The U.S. Fish and Wildlife Service is proposing improvements for how it processes permits for the incidental take of bald and golden eagles. The service is proposing to create general permits for four activities under current regulations: wind-energy generation projects, power line infrastructure, disturbance of breeding bald eagles, and bald eagle nest take. Each general permit outlines eligibility criteria and mitigation requirements to avoid, minimize and compensate for impacts to eagles.
Eligible activities would obtain a general permit by registering with the service and certifying compliance with permit conditions without review by the service. In addition, the service is proposing to improve the specific permit process. Specific, or individual, permits require applicants to submit an application that is reviewed by the service, which then works with the applicant to develop mitigation measures appropriate to the project. Any project that does not qualify for one of the proposed general permits would still be able to apply for a specific permit.

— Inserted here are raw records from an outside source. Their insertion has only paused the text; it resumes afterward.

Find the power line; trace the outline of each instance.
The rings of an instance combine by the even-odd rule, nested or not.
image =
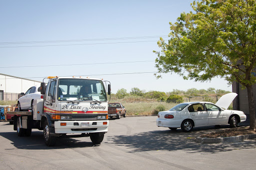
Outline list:
[[[92,76],[104,76],[104,75],[124,75],[124,74],[146,74],[146,73],[156,73],[157,72],[134,72],[134,73],[112,73],[112,74],[90,74],[90,75],[71,75],[71,76],[62,76],[58,77],[88,77]],[[20,77],[21,79],[32,79],[32,78],[46,78],[48,77]],[[6,79],[18,79],[18,78],[6,78]],[[6,79],[6,78],[1,78],[0,79]]]
[[[167,35],[148,36],[136,36],[136,37],[131,37],[82,39],[36,41],[2,42],[0,42],[0,44],[27,44],[27,43],[66,42],[74,42],[74,41],[104,41],[104,40],[120,40],[120,39],[152,38],[158,38],[158,37],[168,37],[168,36],[167,36]]]
[[[104,43],[87,43],[87,44],[3,46],[3,47],[0,47],[0,48],[19,48],[19,47],[35,47],[60,46],[71,46],[71,45],[98,45],[98,44],[118,44],[118,43],[136,43],[136,42],[156,42],[156,41],[152,40],[152,41],[138,41],[116,42],[104,42]]]
[[[116,62],[98,63],[84,63],[84,64],[60,64],[60,65],[36,65],[36,66],[22,66],[0,67],[0,68],[38,67],[52,67],[52,66],[56,67],[56,66],[71,66],[71,65],[95,65],[95,64],[120,64],[120,63],[136,63],[136,62],[152,62],[152,61],[154,61],[154,60],[148,60],[148,61],[126,61],[126,62]]]

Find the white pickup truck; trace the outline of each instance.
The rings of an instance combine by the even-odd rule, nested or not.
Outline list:
[[[42,83],[38,88],[44,100],[34,100],[32,110],[9,112],[14,115],[18,135],[29,136],[32,129],[38,129],[44,131],[48,146],[54,146],[56,138],[90,137],[92,143],[100,144],[108,126],[104,81],[82,77],[48,78],[47,86]],[[110,82],[104,82],[110,95]]]

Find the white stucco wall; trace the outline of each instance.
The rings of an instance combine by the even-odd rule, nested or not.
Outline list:
[[[32,86],[40,84],[40,82],[32,80],[0,74],[0,90],[4,93],[26,93]]]

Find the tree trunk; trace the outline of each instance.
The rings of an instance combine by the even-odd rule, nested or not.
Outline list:
[[[247,94],[248,96],[248,103],[249,104],[249,112],[250,118],[250,129],[256,130],[256,117],[255,116],[255,109],[254,101],[254,94],[252,86],[252,85],[246,87]]]

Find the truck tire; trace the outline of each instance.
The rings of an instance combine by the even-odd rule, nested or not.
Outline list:
[[[46,145],[48,147],[52,147],[56,143],[56,137],[52,136],[50,134],[48,122],[44,121],[44,140]]]
[[[20,118],[18,118],[17,119],[17,135],[19,137],[23,137],[25,134],[25,129],[20,128]]]
[[[104,138],[104,133],[102,132],[92,133],[90,135],[90,138],[94,144],[100,144]]]

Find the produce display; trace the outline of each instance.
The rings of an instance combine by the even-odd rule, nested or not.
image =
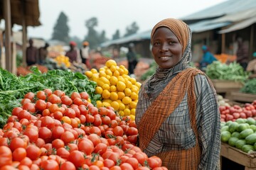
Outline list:
[[[96,83],[80,72],[54,69],[41,73],[36,67],[32,67],[31,71],[26,76],[17,76],[0,68],[0,128],[6,123],[12,109],[21,105],[21,98],[29,91],[50,89],[62,90],[67,95],[74,91],[86,91],[93,104],[100,98],[95,93]]]
[[[215,61],[207,66],[206,73],[211,79],[232,80],[240,82],[245,82],[250,75],[235,62],[227,64]]]
[[[245,94],[256,94],[256,79],[248,79],[240,89],[241,92]]]
[[[135,109],[141,83],[128,75],[124,66],[117,66],[113,60],[106,62],[105,66],[85,72],[90,80],[97,82],[96,94],[102,99],[97,101],[97,107],[112,106],[121,116],[129,115],[135,119]]]
[[[167,169],[136,146],[129,116],[88,98],[85,91],[26,93],[0,129],[0,169]]]
[[[238,118],[255,118],[256,101],[252,103],[245,103],[244,107],[238,105],[220,106],[219,109],[222,122],[235,121]]]
[[[256,121],[252,118],[222,123],[221,141],[246,153],[256,150]]]

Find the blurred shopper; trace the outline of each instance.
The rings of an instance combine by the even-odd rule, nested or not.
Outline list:
[[[128,47],[128,52],[127,54],[127,57],[128,60],[128,71],[129,75],[134,75],[134,69],[138,63],[136,53],[134,51],[134,46],[133,43],[130,43]]]
[[[151,33],[158,65],[142,85],[135,121],[139,147],[171,170],[220,169],[220,114],[210,79],[189,66],[191,31],[164,19]]]
[[[49,44],[46,42],[44,47],[41,47],[38,50],[38,57],[39,57],[39,64],[43,64],[45,63],[46,59],[48,56],[47,48],[49,47]]]
[[[238,37],[237,41],[238,45],[236,52],[237,62],[242,67],[244,70],[245,70],[249,61],[249,47],[248,45],[242,40],[241,37]]]
[[[26,48],[26,63],[28,66],[35,64],[38,62],[38,49],[33,47],[32,39],[28,40],[29,46]]]
[[[74,41],[70,42],[70,50],[65,53],[65,56],[69,57],[70,62],[77,62],[78,60],[78,51],[76,50],[77,44]]]
[[[216,61],[217,59],[214,57],[214,55],[210,52],[208,47],[206,45],[202,46],[202,50],[203,52],[202,60],[200,62],[200,68],[201,70],[205,71],[206,67],[208,64],[213,63],[213,62]]]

“Preservation of bald and golden eagles is a key responsibility for the Service,” says Service Director Martha Williams. “This proposed rule is part of an open and transparent process where we can engage the public in a collaborative effort to help us conserve bald and golden eagles, while also creating a process to provide multiple pathways to obtain a permit.”
Human development and infrastructure continue to expand in the United States and at the same time, bald eagle populations are growing throughout their range. The service’s purpose in proposing amendments to the permit process is to encourage more project proponents that may have an impact on eagles to obtain a permit and implement mitigation measures. This will improve the conservation of both bald eagles and golden eagles, incentivizing more projects to be in compliance with the Bald and Golden Eagle Protection Act (Eagle Act) and implement mitigation measures.
The Eagle Act prohibits the harm and possession of bald and golden eagles and their parts, nests or eggs, except pursuant to federal regulations. The Eagle Act also authorizes the Secretary of the Interior to issue regulations to permit the taking of eagles for various purposes, provided the taking is compatible with the preservation of the bald eagle and the golden eagle.